What are Fruit Pigments?
Fruit pigments are what make the real fruit colours of strawberries red, blueberry skin blue, and concord grape skin purple. There are a lot of nutrients and vitamins in fruits, and the various pigments are essentially distinct phytochemicals that are helpful to our health.

Lycopene and anthocyanin are considered the red pigments found in fruits such as watermelon, red grapes, tomatoes, and strawberries. The risk of many types of cancers, especially prostate cancer, may be reduced by these pigments. These pigments are also potent antioxidants that protect the heart and cells from harm.

Carotenoids are orange and yellow pigments present in fruits such as oranges. Beta-carotene is a precursor to vitamin A that can decrease the risk of cancer and heart disease, boost immune function, and minimize the risk of macular degeneration associated with age. Green fruits contain chlorophyll pigmentation in green apples

Dark leafy greens contain folate, which, especially during pregnancy, is a very important nutrient for women’s health. They also contain a compound that is integral to good eyesight, called lutein. Blue and purple pigmented fruits produce anthocyanins that are strong antioxidants that resist harm to the cells, minimize cancer risk and cardiac disease. Included in this group are blackberries, eggplant, figs, purple grapes, raisins, and blueberries.

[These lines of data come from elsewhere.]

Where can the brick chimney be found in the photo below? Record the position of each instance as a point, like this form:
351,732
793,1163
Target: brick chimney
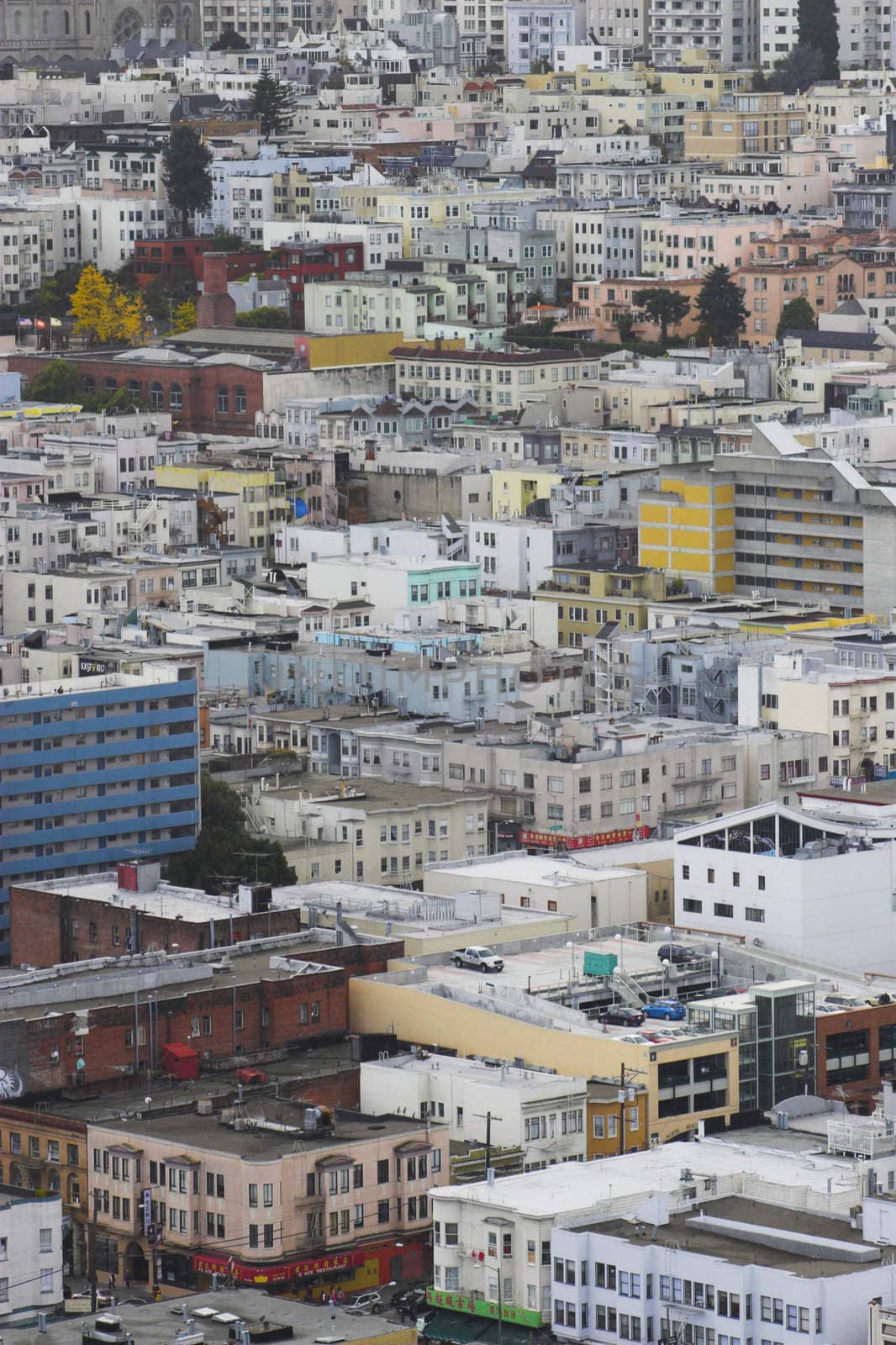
215,307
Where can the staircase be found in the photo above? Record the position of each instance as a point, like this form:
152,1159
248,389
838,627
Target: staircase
630,990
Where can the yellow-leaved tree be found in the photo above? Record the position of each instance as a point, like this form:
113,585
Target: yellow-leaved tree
104,313
183,318
92,306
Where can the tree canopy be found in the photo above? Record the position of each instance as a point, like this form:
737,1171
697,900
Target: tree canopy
187,174
720,304
217,854
104,313
663,307
264,319
272,105
797,315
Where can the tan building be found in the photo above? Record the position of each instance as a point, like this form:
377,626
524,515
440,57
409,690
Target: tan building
275,1194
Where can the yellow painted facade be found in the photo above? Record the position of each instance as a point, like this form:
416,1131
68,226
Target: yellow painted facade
687,528
414,1015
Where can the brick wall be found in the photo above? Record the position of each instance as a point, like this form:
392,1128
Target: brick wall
299,1010
198,388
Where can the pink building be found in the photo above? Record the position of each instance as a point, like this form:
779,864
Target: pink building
268,1192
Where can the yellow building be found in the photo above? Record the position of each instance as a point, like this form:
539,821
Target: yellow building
588,598
616,1125
673,1073
253,499
687,528
514,491
756,124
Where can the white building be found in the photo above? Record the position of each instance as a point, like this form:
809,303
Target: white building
30,1255
662,1183
535,29
782,878
540,1113
714,1273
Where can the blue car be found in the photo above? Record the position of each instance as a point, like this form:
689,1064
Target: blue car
667,1009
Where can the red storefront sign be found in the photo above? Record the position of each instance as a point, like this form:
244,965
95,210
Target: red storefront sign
587,842
242,1273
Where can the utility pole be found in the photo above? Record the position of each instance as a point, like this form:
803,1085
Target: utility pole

Anthoxanthins are pigments that give white fruits their colour. These pigments contain protective chemicals like allicin, which can help lower cholesterol and blood pressure while also lowering the risk of stomach cancer. Bananas are included in this category.

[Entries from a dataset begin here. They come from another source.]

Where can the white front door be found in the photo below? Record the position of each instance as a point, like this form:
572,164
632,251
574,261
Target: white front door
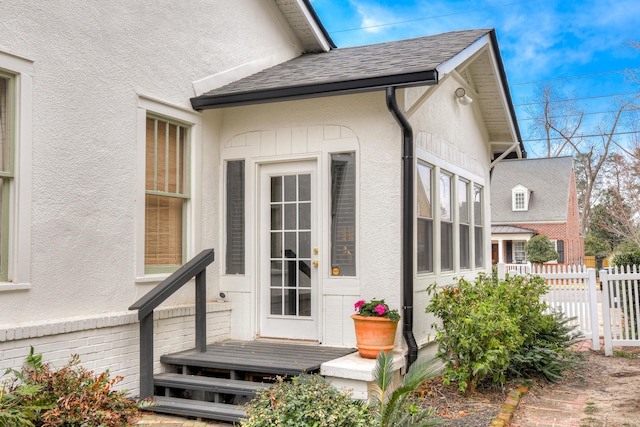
288,282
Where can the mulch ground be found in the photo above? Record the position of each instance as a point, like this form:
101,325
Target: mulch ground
453,409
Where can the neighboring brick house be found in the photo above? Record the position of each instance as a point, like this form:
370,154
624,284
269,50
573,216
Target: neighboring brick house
531,197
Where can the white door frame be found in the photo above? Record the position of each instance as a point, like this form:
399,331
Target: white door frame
305,324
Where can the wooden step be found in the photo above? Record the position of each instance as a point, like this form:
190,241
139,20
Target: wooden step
197,408
217,385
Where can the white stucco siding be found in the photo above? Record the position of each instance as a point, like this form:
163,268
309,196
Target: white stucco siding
93,60
313,129
451,137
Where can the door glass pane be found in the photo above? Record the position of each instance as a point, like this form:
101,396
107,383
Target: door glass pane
305,244
290,193
305,216
276,189
276,273
290,215
276,245
276,301
276,217
305,302
305,188
290,302
291,248
304,278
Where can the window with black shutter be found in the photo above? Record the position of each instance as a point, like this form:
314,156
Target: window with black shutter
343,214
235,217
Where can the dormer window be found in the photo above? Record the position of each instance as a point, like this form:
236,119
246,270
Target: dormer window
520,198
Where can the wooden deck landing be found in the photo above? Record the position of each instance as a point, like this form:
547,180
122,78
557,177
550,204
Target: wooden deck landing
271,357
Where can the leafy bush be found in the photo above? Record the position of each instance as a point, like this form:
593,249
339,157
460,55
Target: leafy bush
539,249
547,353
488,325
306,400
38,395
631,257
399,409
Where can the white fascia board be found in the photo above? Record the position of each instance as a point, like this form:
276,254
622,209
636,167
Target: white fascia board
313,25
453,63
236,73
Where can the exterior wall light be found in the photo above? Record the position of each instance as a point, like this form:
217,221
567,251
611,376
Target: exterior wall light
462,96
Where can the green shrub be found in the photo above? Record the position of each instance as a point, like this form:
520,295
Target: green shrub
38,395
490,328
398,408
306,400
547,354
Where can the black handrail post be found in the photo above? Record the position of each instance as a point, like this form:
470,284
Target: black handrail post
197,268
146,356
201,311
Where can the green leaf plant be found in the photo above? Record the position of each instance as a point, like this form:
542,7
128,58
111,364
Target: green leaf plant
397,408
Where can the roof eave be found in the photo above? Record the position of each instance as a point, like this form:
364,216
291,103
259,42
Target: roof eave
207,102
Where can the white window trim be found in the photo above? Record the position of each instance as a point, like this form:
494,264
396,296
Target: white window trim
440,166
147,105
19,263
520,189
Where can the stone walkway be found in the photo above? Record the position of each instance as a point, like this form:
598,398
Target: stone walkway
157,420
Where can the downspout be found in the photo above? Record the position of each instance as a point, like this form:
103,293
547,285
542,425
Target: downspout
407,224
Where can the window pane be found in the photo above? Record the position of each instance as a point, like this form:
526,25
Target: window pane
478,226
463,201
464,246
445,198
446,225
479,247
165,157
343,214
446,245
163,225
4,124
425,196
477,205
425,245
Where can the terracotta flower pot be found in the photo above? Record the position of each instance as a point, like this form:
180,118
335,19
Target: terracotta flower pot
374,334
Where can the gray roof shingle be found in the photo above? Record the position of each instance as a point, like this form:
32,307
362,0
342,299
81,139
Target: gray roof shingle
549,179
406,62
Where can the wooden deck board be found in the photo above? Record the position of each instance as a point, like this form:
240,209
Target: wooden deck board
274,357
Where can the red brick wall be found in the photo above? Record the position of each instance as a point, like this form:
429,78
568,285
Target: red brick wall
569,232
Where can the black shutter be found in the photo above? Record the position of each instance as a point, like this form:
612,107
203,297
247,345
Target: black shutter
560,249
235,217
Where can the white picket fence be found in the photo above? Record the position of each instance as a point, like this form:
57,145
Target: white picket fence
621,315
614,312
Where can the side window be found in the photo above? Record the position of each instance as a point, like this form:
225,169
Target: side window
235,217
343,214
519,256
7,118
478,226
425,219
464,219
166,194
446,223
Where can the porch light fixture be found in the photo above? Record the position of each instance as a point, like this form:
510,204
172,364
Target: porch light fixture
462,96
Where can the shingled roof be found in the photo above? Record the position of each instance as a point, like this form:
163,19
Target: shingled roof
549,179
346,70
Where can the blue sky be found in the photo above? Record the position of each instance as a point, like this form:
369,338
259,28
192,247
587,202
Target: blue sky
581,48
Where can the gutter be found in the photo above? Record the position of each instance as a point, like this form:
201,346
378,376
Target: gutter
407,224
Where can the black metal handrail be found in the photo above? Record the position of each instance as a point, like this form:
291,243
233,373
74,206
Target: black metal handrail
196,267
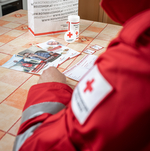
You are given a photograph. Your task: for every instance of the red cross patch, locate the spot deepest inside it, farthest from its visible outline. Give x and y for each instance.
(90, 91)
(89, 86)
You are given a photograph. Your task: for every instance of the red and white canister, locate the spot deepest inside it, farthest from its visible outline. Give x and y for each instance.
(73, 24)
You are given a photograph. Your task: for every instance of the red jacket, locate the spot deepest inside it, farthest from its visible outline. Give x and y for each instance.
(109, 109)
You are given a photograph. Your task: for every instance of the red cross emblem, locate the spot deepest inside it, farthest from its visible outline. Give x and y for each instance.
(70, 34)
(89, 86)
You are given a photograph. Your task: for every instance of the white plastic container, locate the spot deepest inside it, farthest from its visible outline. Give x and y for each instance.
(73, 24)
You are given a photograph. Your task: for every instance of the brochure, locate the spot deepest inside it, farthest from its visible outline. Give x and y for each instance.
(36, 59)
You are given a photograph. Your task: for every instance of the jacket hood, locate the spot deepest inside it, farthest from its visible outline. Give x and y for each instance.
(122, 10)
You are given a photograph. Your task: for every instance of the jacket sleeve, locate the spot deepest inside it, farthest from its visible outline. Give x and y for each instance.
(43, 101)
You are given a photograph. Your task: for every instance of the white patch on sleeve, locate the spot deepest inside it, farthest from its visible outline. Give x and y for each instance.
(90, 91)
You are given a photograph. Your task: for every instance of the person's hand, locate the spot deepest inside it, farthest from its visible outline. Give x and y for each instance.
(52, 74)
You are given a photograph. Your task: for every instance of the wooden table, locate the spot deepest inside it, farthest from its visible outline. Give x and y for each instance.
(14, 85)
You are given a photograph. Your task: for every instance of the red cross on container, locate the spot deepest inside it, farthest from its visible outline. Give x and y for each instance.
(89, 86)
(70, 34)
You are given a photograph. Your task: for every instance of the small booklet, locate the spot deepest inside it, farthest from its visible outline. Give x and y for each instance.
(38, 58)
(77, 71)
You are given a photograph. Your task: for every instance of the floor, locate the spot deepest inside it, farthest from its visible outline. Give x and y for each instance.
(14, 85)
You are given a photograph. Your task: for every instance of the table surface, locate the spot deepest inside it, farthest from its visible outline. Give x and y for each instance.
(14, 85)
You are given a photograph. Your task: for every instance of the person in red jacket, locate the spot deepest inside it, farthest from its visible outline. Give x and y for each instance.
(109, 110)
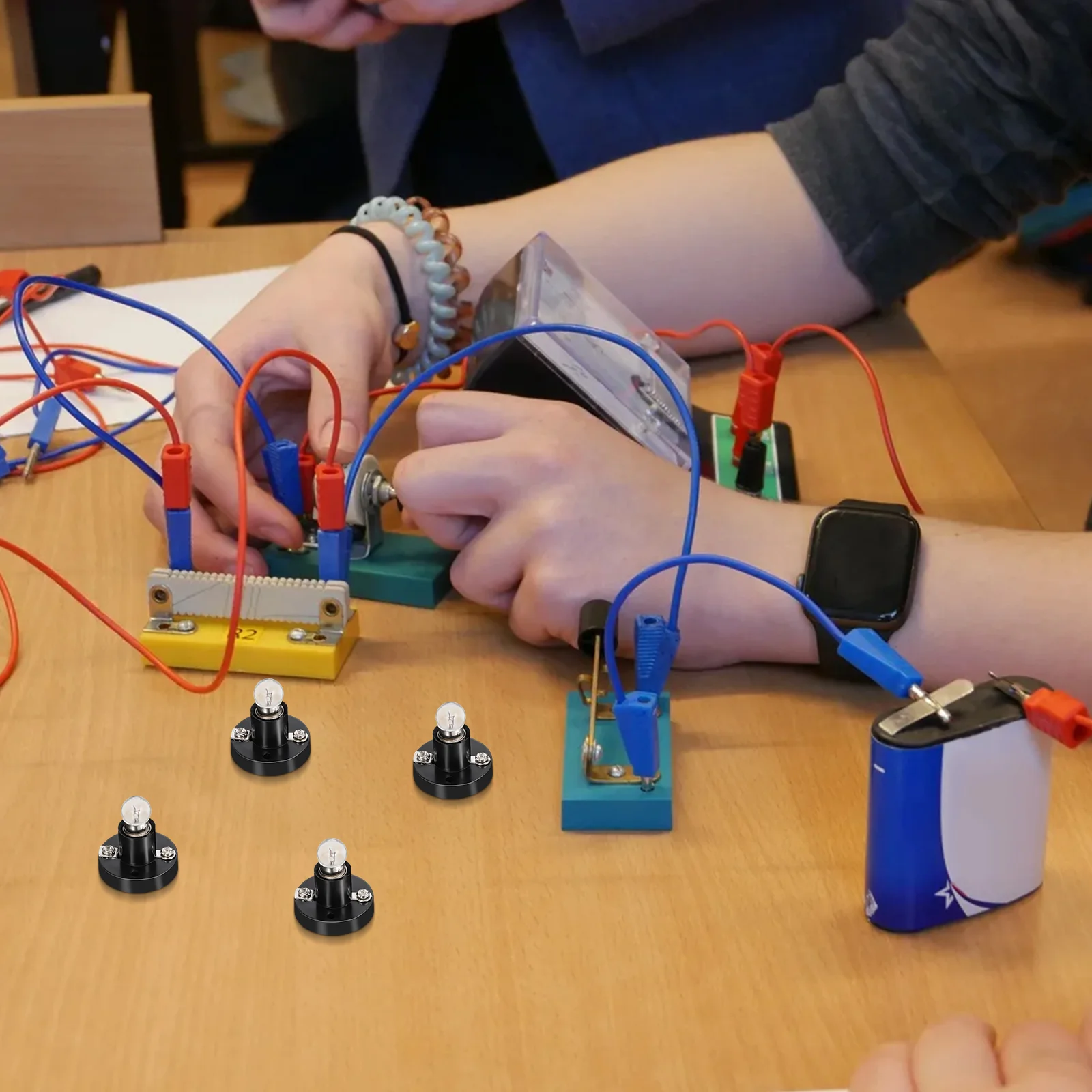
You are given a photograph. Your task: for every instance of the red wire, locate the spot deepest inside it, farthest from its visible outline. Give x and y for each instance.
(9, 667)
(815, 328)
(721, 324)
(78, 385)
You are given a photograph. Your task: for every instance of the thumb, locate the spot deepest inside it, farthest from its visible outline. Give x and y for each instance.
(345, 351)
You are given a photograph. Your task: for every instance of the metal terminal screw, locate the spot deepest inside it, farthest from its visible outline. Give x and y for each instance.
(919, 695)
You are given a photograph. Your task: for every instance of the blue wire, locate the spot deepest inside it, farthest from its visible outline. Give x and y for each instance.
(726, 562)
(68, 449)
(18, 321)
(80, 445)
(567, 328)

Enzymatic and Non- enzymatic Browning of Fruits

Browning is a process of gradual change in the color of food products to brown or dark brown over time, which can affect the food quality in either a positive or negative manner. This reaction is considered undesirable for most fruit and vegetable (FV) products and seafood such as shrimp; however, it is important to produce a unique color and flavor in some other foods, such as bread, soy sauce, black tea, coffee, cocoa, raisins, and dried jujube.

The browning reaction in food products is generally divided into enzymatic and non-enzymatic browning, depending on the mechanism. The non-enzymatic browning reaction generates a brown-colored substance through a chemical reaction involving a single compound or multiple constituents in food, without having any enzyme involved. The non-enzymatic browning reactions include the Maillard reaction, caramelization, and ascorbic acid oxidation; in food products, these reactions occur mostly in a combination rather than as isolated reactions, because food is composed of complex constituents.

Unlike non-enzymatic browning, the enzymatic browning reaction involves the action of the polyphenol oxidase (PPO) enzyme present in food. Enzymatic browning mostly occurs in FV products during harvesting, transportation, storage, and processing; consequently, it influences the sensory and nutritional values of food products.